Students and faculty at One Health Clinic have come together to provide flu shots as well as blood pressure and blood sugar checks, making it easy for patients to receive the care they need. Once these were recorded, a medical and nursing student evaluated the results to help the patient take the next step for their medical needs.
“We know their pets are their companions, so we wanted to make sure we were taking care of them and their pets. It also prepares us for the future, as we will be working on these people later. introduced us to a community that we’ll see in a hospital setting. It’s a very delicate population.
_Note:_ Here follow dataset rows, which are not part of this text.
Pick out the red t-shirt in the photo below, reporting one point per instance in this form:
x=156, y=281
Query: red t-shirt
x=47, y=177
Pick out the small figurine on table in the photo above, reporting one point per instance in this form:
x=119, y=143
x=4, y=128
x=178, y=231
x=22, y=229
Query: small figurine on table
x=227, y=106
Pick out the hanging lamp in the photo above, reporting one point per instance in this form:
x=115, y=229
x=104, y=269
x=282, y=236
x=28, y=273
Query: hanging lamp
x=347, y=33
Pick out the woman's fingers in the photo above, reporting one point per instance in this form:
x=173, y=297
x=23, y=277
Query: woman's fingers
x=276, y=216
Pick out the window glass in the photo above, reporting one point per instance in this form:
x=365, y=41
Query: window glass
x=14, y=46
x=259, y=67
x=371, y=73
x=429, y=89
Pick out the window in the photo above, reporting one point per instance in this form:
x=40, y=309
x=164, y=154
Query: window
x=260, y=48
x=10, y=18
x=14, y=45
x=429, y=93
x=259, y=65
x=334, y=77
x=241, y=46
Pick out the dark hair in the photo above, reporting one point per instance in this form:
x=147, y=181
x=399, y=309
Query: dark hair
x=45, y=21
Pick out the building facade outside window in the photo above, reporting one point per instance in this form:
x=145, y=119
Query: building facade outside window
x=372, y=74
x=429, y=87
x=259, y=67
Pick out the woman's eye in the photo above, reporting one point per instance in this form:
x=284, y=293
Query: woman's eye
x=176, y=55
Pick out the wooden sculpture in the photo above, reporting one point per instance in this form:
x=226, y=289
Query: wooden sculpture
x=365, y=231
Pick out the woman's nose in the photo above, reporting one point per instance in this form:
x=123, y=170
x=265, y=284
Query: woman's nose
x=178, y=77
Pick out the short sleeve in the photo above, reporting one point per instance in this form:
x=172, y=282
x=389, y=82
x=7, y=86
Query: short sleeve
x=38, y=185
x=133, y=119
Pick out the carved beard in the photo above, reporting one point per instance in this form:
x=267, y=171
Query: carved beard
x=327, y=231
It not only humbled us, but also helped us learn to talk and approach them,” said student Taylor Keith. in Level 2 Nursing in the traditional BSN program at Texas Tech.
Gates were open from 11 a.m. to 2 p.m., with food and drink provided for those who stopped by. No specific date has been set, but plans for more events like these are planned in the future.
“Being able to make a difference in our surrounding community is one of the best parts. Two months ago we had (the) idea, and now we’re here and making a difference,” said Colton Buttgen, a second-year TTUSVM student.